将列表清空到新列表中

Question

I'm trying to make a function that when a list is empty, a second list will empty into the empty one in reverse order. Right now, I tried to do:

a = [1,2,3,4]
b = []
def a_to_b(a, b):
    if not a:
        print('a:',a)        
        print('b:',b)
        for c in b:
            a.append(c)
            b.remove(c)
        print('a:',a)
        print('b:',b)
        return True
    else:
        top = a.pop()
        b.append(top)
        print('a:',a)
        print('b:',b)
        return True

I want it to be after each run:

1) a = [1,2,3]
   b = [4]
2) a = [1,2]
   b = [4,3]
3) a = [1]
   b = [4,3,2]
4) a = []
   b = [4,3,2,1]
5) a = [1,2,3,4]
   b = []

But after this fifth run it is giving me

a = [4,2]
b = [3,1]

And I cannot figure out why it is only applying to every other number in b.

Answer 1

This should work

 a = [1,2,3,4] b = [] for i in range(len(a)): b.append(a[-1]) a.pop() print a,b 

Answer 2

Your problem is caused by you removing elements that you're hopping over in the for loop)
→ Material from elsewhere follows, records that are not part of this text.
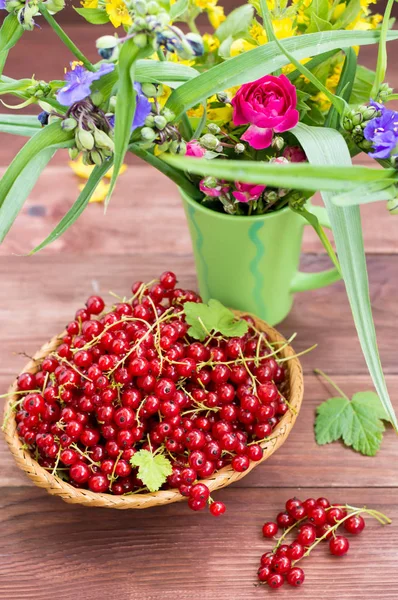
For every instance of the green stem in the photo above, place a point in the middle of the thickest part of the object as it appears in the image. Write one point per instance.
(382, 55)
(65, 38)
(332, 383)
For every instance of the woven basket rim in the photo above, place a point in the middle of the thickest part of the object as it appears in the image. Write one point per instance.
(225, 476)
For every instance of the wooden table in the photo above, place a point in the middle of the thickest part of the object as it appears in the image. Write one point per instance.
(53, 550)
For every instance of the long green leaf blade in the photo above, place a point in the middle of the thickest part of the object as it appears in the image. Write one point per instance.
(264, 60)
(125, 108)
(21, 189)
(78, 207)
(301, 176)
(10, 32)
(51, 136)
(323, 146)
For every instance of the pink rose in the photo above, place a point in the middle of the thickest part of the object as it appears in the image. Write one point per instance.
(214, 192)
(245, 192)
(294, 154)
(268, 105)
(195, 149)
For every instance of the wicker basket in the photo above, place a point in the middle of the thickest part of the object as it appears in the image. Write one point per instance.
(55, 486)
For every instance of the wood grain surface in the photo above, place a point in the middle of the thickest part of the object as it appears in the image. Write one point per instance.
(53, 550)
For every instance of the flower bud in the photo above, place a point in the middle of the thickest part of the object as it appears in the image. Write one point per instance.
(96, 157)
(160, 122)
(141, 40)
(178, 147)
(148, 134)
(213, 128)
(168, 115)
(85, 139)
(209, 141)
(73, 153)
(69, 124)
(392, 206)
(102, 140)
(96, 97)
(150, 90)
(196, 42)
(210, 182)
(150, 121)
(278, 142)
(223, 97)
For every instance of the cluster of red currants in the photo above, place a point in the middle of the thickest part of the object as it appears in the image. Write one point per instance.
(132, 378)
(314, 521)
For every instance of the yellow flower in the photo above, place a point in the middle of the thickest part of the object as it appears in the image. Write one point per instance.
(118, 13)
(100, 192)
(216, 16)
(240, 46)
(211, 42)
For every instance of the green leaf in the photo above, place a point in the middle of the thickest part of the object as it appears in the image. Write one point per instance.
(362, 88)
(50, 136)
(236, 23)
(96, 16)
(301, 176)
(174, 174)
(163, 72)
(178, 9)
(262, 61)
(125, 108)
(153, 469)
(26, 125)
(213, 317)
(10, 32)
(314, 222)
(326, 146)
(358, 423)
(365, 194)
(21, 189)
(344, 87)
(330, 415)
(349, 15)
(78, 207)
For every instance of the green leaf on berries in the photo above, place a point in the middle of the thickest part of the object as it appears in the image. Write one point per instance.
(213, 317)
(359, 422)
(153, 469)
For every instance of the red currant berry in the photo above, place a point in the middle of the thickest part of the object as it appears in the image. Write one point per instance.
(295, 577)
(354, 524)
(339, 545)
(270, 529)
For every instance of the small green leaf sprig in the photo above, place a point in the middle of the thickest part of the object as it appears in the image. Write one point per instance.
(357, 421)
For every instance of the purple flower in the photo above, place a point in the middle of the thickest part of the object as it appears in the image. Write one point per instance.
(383, 133)
(78, 83)
(142, 109)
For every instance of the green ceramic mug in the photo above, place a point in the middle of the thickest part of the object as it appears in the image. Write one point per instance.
(251, 263)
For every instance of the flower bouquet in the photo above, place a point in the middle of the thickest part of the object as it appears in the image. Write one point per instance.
(249, 121)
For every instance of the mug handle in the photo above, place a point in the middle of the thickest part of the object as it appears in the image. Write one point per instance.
(303, 282)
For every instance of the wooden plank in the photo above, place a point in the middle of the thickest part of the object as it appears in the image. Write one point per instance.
(141, 218)
(51, 549)
(40, 294)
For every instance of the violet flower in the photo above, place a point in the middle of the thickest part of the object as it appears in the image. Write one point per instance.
(78, 83)
(142, 109)
(383, 133)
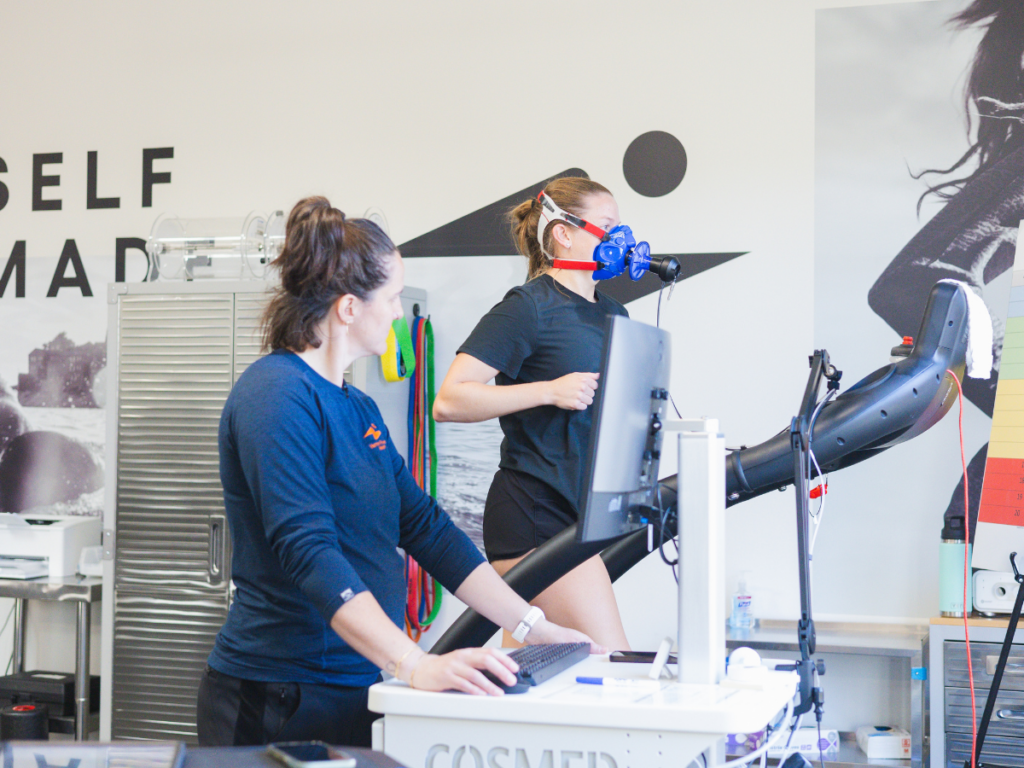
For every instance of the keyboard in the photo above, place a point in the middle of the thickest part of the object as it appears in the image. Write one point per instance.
(540, 663)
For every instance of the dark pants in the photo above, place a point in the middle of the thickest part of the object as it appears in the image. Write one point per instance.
(231, 712)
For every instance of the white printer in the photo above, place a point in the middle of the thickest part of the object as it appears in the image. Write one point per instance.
(34, 546)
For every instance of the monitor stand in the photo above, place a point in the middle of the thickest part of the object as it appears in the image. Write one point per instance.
(700, 510)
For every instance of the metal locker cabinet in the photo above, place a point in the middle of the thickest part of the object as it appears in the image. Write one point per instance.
(174, 350)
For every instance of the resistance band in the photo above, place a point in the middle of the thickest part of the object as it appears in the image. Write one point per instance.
(398, 361)
(424, 593)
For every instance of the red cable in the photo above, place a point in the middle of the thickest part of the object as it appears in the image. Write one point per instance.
(967, 574)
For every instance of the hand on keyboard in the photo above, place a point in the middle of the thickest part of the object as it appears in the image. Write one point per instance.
(540, 663)
(469, 671)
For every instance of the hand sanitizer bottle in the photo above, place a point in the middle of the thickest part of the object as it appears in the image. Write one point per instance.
(742, 613)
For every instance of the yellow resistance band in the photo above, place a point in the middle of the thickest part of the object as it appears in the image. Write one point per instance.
(398, 363)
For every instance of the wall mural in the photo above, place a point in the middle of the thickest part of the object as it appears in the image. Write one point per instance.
(52, 420)
(921, 152)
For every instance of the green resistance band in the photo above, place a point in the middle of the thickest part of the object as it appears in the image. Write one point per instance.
(407, 363)
(428, 335)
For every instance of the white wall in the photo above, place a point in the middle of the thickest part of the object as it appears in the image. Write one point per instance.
(429, 112)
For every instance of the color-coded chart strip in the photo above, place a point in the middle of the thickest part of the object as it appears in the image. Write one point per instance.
(1003, 492)
(1000, 516)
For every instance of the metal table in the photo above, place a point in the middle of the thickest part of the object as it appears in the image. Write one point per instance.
(81, 590)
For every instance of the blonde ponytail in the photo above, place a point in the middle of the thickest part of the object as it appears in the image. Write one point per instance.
(570, 194)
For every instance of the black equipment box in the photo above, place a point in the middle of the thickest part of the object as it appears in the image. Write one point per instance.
(53, 688)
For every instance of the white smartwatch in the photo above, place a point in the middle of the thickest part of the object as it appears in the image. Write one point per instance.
(534, 615)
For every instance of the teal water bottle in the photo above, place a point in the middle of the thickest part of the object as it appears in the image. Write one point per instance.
(951, 569)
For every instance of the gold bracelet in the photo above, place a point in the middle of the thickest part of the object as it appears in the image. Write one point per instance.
(397, 667)
(413, 676)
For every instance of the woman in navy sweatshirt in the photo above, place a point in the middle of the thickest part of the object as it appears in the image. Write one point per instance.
(317, 501)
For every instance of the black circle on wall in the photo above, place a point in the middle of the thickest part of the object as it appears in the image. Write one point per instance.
(654, 164)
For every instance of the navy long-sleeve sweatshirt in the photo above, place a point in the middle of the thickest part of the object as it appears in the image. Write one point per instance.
(317, 502)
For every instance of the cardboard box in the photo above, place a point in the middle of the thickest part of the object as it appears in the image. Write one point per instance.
(884, 742)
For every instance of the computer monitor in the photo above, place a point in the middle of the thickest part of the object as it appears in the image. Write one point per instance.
(620, 492)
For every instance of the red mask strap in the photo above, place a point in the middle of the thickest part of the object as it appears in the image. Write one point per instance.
(588, 266)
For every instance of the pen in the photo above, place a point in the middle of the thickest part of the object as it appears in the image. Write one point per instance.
(620, 682)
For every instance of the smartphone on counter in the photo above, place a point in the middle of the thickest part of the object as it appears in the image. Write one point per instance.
(310, 755)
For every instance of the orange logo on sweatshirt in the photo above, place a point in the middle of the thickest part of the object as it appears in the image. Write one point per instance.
(375, 433)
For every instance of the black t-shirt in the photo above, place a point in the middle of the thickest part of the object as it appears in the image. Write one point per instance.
(540, 332)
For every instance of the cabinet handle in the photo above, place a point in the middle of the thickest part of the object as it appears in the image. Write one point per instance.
(218, 524)
(1015, 666)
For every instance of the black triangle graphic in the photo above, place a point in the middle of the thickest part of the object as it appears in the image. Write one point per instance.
(485, 232)
(482, 232)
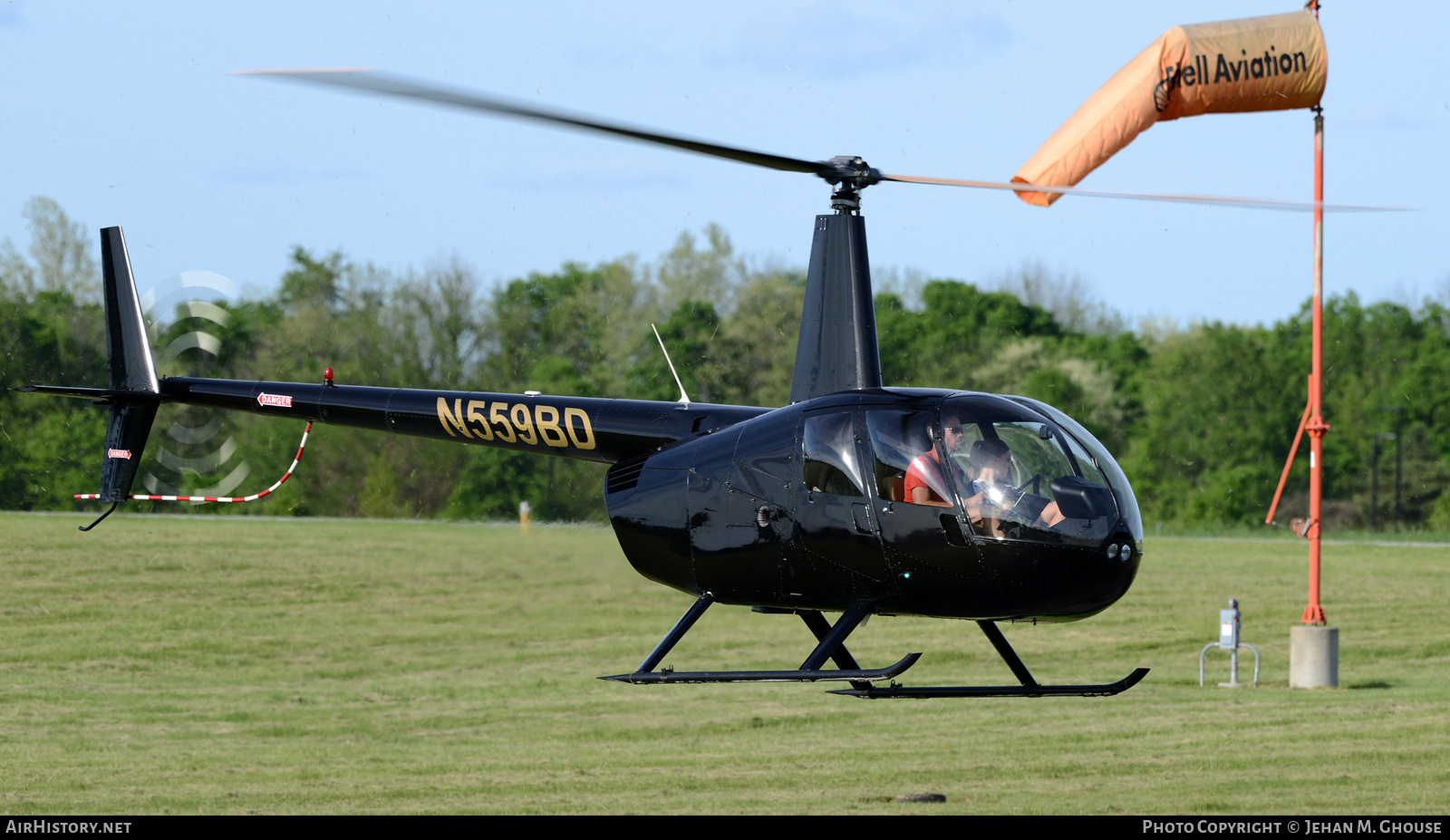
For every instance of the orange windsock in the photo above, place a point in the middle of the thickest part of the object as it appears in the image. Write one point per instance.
(1273, 63)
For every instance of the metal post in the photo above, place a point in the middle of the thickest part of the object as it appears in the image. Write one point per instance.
(1374, 487)
(1314, 613)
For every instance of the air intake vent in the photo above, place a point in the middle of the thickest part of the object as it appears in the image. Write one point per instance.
(625, 475)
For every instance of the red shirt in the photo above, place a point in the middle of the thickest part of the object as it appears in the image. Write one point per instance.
(924, 472)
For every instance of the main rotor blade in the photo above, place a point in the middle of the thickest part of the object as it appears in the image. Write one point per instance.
(373, 82)
(1186, 199)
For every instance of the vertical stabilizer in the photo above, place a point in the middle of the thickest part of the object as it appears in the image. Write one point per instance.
(127, 345)
(837, 347)
(132, 369)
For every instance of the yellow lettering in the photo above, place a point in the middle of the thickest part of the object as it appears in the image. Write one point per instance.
(548, 425)
(451, 420)
(519, 414)
(499, 415)
(476, 410)
(570, 414)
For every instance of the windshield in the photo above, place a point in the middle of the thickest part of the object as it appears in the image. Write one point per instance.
(1116, 478)
(1024, 478)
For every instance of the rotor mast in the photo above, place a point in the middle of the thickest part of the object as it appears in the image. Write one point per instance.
(837, 349)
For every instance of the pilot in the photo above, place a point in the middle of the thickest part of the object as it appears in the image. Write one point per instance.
(991, 460)
(924, 476)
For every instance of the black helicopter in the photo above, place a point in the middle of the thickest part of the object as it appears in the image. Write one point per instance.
(856, 497)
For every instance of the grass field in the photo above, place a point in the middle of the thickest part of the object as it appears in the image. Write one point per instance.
(237, 665)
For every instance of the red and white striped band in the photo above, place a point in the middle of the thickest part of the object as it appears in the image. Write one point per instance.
(287, 475)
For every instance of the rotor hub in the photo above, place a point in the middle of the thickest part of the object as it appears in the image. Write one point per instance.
(850, 174)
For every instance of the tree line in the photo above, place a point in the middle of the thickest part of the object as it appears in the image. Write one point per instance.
(1201, 418)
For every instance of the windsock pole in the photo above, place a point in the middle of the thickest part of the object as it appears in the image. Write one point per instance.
(1314, 613)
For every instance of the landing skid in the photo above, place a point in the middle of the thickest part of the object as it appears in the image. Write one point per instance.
(1029, 688)
(831, 644)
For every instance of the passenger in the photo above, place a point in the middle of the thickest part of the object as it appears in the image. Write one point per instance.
(992, 488)
(924, 476)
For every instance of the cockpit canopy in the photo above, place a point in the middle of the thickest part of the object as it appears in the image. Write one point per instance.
(1017, 468)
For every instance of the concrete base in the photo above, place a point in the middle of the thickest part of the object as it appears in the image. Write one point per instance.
(1314, 656)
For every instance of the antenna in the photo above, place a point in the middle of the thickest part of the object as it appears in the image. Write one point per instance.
(683, 398)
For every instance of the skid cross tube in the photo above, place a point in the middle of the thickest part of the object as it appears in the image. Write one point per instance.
(830, 644)
(1029, 688)
(848, 622)
(676, 632)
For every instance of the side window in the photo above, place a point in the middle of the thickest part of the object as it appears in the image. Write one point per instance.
(904, 456)
(831, 465)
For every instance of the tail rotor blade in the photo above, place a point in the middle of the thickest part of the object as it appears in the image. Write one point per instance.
(367, 80)
(1185, 199)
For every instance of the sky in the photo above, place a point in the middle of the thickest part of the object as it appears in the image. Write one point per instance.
(128, 115)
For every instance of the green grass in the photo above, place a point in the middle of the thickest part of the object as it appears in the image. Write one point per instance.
(237, 665)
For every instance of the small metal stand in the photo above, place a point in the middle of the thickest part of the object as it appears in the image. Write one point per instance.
(1229, 640)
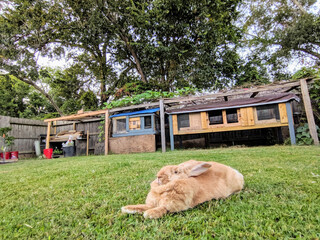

Pointer is going as index 0, 1, 2, 3 but you're already removing the 0th element causing the pointer to go straight to 2 (which is now index 1 in remaining list)

to avoid it, you could change your code to:

for c in b:
    a.append(c)
for c in a:
    b.remove(c)

Answer 3

Here's the reason why you're getting a weird result:

    for c in b:
        a.append(c)
        b.remove(c)

You're changing list b as you're iterating over it. Thus things are not going to come out as you expect them to. Why don't you just do

b.reverse()
a = b
b = []

In the place of what you had before. So it'd be

a = [1,2,3,4]
b = []
def a_to_b(a, b):
    if not a:
        print('a:',a)        
        print('b:',b)
        b.reverse()
        a = b
        b = []
        print('a:',a)
        print('b:',b)
        return True
    else:
        top = a.pop()
        b.append(top)
        print('a:',a)
        print('b:',b)
        return True

Answer 4

def f(a, b):
    if a:
        b.append(a.pop())
    else:
        while b:
            a.append(b.pop())
    print 'a: %s' % a
    print 'b: %s' % b

>>> a = [1, 2, 3, 4]
>>> b = []
>>> f(a, b)
a: [1, 2, 3]
b: [4]

>>> f(a, b)
a: [1, 2]
b: [4, 3]

>>> f(a, b)
a: [1]
b: [4, 3, 2]

>>> f(a, b)
a: []
b: [4, 3, 2, 1]

>>> f(a, b)
a: [1, 2, 3, 4]
b: []

Answer 5

The problem is here:

for c in b:
        a.append(c)
        b.remove(c)

You cant remove objects from the middle of an interable without confusing the loop.

Heres what happens:

You have b=[4,3,2,1] and a=[] . You start the for loop and c is pointing to the first index of b, ie 4. You remove c from the list and put it in a .

Now you have b = [3,2,1] and a=[4] like you expect.

When you try to start the next loop, your index is incremented ( c is now pointing at the 2nd element) but the problem is you've messed with the structure of the iterable. So the loop removes c like its supposed to, but c=2 , not 3 like you are expecting.

Now you have a=[4,2] and b=[1,3] and when the loop checks for index 3, it finds that b is only has 2 elements so it exits.